How ‘Fast & Furious’ Took Over the World

The Fast & Furious has officially won the race.
Had someone told the world back in 2001 that a movie about street racers would not only give birth to a seven-film franchise but that it final entry would be considered a box-office breaking phenomenon, they would have been tomato-pelted out of the multiplex. But consider the domestic opening-weekend receipts for Furious 7 ($146.5 million) as well as its global haul (a whopping $384 million). And take note that the series has earned kudos in the pages of publications that would never appear in one of its films, beloved by pretty much everyone from Deadline to The New Yorker.
Amid the chorus of praise and populist hosannas, it’s easy to forget that Fast & Furious‘ critical and financial victory took almost 15 years to fully cement. It may have been decently successful at the box office, but the first film has a 53% rating on Rotten Tomatoes, where the consensus is that the movie “recalls those cheesy teenage exploitation flicks of the 1950s.” In a cultural moment characterized by reclaiming entertainment for teenagers and forcing it into the mainstream for serious evaluation, that now seems like a feature rather than a bug — like the cars that populate its movies, the franchise just needed to get a little momentum and a dose of nitro to get going.
Remember that the original story of The Fast and the Furious was that Paul Walker’s cop Brian O’Conner had to go undercover to catch Vin Diesel’s speed demon/criminal suspect Dom Toretto; the simplicity and faux-ambiguity of that mission is almost unrecognizable in comparison to the last couple of movies. In retrospect, the first F&F plays much like the origin story of a superhero team. And from the core of Dom, Brian, Letty (Michelle Rodriguez) and Mia (Jordana Brewster), the films have seen the accumulation of a crew, in a way that has been far more organic than the assembling of the Avengers. The series has its own mythos now, complete with interrelated villains, relationships complicated by everything from the government to amnesia, and various gold-hearted criminals with their own particular sets of skills.
It’s always been true that pulling together lots of successful actors often leads to similarly successful collaborations (see: the Ocean’s trilogy), but it also creates the potential for failure (see: He’s Just Not That Into You). Here, the assembled talent has gone from B-list forgettable to formidable: by now, the series includes not just Diesel, Walker and Rodriguez but Ludacris, Dwayne “The Rock” Johnson, Jason Statham, Tyrese Gibson, Kurt Russell, future Wonder Woman Gal Gadot and director Justin Lin, whose ability to ramp up the stakes and the stunts is the franchise’s secret weapon. Like any long-running series, F&F has its own set of rules now, the most important of which is: bigger is always better. Gravity is a nuisance that can be overcome.

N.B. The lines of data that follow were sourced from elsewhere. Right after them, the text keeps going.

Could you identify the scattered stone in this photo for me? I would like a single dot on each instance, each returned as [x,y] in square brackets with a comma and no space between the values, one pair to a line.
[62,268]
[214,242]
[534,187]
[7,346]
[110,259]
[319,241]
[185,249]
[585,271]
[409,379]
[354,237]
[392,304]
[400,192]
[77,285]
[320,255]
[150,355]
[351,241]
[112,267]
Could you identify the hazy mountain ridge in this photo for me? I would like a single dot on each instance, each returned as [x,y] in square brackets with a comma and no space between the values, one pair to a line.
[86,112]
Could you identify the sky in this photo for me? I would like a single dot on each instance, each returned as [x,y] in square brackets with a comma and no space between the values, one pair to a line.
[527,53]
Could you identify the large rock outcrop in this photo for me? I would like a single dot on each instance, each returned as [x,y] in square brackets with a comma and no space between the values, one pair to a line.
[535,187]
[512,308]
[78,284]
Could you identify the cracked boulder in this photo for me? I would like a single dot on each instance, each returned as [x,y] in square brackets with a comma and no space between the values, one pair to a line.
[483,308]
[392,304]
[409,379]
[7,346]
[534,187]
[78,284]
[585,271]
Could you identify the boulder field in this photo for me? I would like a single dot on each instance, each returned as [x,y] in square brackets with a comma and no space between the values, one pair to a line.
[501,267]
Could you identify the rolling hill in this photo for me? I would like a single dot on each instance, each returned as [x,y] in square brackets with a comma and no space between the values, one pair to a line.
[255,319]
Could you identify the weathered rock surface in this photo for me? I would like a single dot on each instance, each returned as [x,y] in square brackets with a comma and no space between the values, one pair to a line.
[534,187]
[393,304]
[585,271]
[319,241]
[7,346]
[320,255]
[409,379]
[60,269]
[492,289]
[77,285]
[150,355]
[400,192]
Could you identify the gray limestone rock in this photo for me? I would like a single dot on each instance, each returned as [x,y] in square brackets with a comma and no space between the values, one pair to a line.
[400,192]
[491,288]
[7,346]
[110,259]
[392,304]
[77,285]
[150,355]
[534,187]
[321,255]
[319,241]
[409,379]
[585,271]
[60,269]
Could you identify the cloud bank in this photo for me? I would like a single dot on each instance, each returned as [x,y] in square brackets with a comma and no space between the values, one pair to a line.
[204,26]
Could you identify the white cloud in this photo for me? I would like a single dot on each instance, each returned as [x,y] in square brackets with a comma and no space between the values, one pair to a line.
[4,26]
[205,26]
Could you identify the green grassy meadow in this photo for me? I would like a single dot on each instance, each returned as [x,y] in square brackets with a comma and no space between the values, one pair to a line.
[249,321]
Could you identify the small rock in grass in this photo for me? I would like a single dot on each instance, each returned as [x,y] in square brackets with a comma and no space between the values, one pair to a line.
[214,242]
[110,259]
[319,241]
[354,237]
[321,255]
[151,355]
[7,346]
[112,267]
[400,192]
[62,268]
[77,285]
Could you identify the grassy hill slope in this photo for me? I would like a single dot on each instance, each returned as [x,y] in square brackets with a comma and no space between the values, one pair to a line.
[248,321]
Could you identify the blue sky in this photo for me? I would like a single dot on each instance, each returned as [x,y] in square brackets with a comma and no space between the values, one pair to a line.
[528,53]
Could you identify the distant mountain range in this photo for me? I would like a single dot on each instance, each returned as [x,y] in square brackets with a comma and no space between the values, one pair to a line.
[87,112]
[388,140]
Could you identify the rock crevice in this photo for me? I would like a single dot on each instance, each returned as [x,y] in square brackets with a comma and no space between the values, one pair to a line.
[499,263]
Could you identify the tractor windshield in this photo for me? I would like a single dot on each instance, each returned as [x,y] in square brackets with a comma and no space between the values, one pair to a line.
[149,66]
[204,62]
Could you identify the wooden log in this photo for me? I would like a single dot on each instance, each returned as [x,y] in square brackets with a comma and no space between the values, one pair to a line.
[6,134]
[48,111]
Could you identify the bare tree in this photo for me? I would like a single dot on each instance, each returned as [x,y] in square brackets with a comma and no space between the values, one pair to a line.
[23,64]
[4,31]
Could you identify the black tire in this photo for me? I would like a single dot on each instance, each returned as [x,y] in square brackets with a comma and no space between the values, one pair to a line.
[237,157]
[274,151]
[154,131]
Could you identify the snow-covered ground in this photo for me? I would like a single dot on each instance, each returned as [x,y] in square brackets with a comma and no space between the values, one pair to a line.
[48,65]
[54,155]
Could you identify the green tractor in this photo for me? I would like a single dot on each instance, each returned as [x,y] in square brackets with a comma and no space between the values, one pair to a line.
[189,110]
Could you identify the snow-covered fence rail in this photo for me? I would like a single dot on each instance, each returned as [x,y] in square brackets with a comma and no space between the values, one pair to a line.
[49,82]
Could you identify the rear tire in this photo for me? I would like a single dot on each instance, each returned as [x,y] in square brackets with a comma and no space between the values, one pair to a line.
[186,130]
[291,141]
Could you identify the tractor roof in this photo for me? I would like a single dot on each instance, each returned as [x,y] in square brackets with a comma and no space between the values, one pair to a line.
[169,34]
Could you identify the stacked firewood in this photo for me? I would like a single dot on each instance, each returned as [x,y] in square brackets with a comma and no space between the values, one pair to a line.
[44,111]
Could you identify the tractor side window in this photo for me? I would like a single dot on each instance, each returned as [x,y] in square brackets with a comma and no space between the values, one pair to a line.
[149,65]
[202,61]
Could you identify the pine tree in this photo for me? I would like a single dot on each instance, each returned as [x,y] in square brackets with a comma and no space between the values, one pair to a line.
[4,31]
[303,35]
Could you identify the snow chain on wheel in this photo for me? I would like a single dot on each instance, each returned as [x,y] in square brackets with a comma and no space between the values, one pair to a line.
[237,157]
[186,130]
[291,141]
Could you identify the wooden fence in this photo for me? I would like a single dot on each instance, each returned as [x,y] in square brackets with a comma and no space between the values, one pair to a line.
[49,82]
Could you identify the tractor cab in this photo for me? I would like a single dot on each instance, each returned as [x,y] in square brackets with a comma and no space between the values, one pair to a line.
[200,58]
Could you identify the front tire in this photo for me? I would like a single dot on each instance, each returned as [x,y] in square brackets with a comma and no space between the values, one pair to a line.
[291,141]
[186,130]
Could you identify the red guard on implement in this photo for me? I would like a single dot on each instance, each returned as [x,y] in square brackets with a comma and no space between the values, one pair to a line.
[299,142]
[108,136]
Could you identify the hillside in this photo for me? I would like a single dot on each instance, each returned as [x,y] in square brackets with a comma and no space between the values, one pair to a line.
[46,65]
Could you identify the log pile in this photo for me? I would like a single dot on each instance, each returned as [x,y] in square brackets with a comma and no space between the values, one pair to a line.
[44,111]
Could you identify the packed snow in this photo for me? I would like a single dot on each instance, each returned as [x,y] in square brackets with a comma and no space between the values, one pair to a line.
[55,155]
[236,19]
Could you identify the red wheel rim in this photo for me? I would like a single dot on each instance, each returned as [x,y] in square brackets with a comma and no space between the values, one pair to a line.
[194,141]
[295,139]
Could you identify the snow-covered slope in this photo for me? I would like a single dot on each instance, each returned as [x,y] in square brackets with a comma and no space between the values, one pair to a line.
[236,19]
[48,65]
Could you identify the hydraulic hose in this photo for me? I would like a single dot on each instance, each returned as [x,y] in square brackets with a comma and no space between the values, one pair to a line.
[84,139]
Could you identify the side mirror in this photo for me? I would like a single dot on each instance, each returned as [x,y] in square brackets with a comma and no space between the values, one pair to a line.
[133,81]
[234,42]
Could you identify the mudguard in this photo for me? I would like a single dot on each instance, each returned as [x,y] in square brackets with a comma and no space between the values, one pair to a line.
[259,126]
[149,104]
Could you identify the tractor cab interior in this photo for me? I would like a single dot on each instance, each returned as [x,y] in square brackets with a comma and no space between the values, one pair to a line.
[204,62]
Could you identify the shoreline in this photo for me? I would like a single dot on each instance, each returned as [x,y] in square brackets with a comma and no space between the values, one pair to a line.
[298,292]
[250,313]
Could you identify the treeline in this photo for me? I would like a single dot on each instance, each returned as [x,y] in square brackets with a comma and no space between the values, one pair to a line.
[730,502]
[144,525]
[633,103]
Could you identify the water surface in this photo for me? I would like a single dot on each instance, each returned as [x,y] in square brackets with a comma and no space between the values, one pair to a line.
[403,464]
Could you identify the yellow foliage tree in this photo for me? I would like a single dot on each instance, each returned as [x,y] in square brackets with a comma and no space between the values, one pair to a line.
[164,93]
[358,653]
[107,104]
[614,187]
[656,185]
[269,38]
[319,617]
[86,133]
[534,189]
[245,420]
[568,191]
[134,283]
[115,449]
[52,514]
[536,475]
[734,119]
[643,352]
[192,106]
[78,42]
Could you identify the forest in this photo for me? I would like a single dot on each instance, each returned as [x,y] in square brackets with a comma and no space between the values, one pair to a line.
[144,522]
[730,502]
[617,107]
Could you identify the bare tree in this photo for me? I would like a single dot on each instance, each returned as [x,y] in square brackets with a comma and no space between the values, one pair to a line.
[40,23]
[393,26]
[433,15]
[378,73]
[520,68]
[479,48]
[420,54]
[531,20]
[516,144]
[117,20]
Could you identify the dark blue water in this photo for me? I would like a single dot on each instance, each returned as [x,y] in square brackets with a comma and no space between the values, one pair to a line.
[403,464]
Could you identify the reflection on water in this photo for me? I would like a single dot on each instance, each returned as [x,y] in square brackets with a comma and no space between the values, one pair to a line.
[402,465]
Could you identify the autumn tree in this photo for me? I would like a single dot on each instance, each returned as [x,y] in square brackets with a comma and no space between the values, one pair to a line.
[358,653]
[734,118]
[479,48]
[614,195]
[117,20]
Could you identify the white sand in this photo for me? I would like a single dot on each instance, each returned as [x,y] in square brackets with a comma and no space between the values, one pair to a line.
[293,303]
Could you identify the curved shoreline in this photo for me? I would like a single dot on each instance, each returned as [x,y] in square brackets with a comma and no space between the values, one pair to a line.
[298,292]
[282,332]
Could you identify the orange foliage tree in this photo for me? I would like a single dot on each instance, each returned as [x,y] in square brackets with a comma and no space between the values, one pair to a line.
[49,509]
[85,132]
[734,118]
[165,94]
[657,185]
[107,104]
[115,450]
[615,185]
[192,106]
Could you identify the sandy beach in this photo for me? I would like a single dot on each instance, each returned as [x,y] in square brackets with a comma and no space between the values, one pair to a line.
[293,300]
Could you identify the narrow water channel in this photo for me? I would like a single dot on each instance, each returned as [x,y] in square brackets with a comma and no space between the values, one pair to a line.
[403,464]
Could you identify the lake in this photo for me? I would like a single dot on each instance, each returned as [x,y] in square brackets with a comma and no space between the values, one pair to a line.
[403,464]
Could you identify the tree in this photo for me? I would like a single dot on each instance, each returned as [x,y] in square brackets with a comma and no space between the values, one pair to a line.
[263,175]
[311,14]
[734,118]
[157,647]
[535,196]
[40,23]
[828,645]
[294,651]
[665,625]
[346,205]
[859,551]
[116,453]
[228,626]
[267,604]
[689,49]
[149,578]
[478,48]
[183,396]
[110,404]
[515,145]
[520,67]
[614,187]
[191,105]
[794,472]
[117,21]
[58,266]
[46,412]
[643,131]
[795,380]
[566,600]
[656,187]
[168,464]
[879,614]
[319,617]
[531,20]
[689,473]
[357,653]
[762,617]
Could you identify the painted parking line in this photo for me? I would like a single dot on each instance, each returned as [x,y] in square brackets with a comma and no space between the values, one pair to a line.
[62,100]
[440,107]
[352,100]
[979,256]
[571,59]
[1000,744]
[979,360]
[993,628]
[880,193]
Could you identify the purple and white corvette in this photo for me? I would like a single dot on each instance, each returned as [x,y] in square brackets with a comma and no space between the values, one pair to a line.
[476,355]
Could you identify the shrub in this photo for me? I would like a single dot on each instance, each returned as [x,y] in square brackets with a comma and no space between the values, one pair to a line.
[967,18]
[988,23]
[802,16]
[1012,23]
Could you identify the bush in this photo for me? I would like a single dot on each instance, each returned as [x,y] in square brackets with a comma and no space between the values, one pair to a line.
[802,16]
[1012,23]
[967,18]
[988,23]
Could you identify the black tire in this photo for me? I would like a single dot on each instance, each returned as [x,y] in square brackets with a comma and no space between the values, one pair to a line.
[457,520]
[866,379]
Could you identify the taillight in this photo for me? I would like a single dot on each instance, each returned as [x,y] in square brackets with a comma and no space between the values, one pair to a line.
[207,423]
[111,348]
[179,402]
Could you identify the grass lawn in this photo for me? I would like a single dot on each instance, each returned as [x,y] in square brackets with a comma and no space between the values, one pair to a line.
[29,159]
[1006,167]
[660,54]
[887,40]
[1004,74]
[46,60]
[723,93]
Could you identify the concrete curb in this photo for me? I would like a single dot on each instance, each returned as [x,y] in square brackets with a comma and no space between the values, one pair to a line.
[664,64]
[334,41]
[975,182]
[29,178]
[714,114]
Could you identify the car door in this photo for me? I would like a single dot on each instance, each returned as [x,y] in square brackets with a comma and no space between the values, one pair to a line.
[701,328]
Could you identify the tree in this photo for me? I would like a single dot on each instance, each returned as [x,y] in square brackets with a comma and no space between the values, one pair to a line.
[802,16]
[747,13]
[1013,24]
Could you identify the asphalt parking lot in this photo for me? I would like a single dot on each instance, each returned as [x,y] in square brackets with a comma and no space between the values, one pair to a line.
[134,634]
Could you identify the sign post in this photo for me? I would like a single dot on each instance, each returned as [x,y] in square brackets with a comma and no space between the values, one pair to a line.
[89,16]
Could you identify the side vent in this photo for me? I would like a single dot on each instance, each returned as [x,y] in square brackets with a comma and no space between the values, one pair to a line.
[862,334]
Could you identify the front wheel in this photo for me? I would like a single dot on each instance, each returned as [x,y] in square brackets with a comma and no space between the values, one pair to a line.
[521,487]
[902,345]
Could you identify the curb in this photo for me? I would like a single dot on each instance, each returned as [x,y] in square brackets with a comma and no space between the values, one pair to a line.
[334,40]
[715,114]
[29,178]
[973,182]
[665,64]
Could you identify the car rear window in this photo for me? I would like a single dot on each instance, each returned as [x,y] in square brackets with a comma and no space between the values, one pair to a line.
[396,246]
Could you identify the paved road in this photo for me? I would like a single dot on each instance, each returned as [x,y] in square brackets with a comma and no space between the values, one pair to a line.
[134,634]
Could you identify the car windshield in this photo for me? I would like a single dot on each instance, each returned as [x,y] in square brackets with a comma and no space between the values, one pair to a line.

Revving engines and loud explosions are a universal lingua franca.
Still, reconsidering the earlier movies presents a kind of paradox: The Fast and the Furious works better as the first installment of a long-running, gasoline-soaked soap opera, but judging it as such at the time would have been premature, not to mention overly generous. (You can tell how much this has changed over time by looking at the original reviews — Entertainment Weekly‘s Owen Gleiberman gave it a C, comparing Paul Walker’s Brian O’Conner to Lance Bass and bemoaning how quickly the movie’s thrills zoomed by.)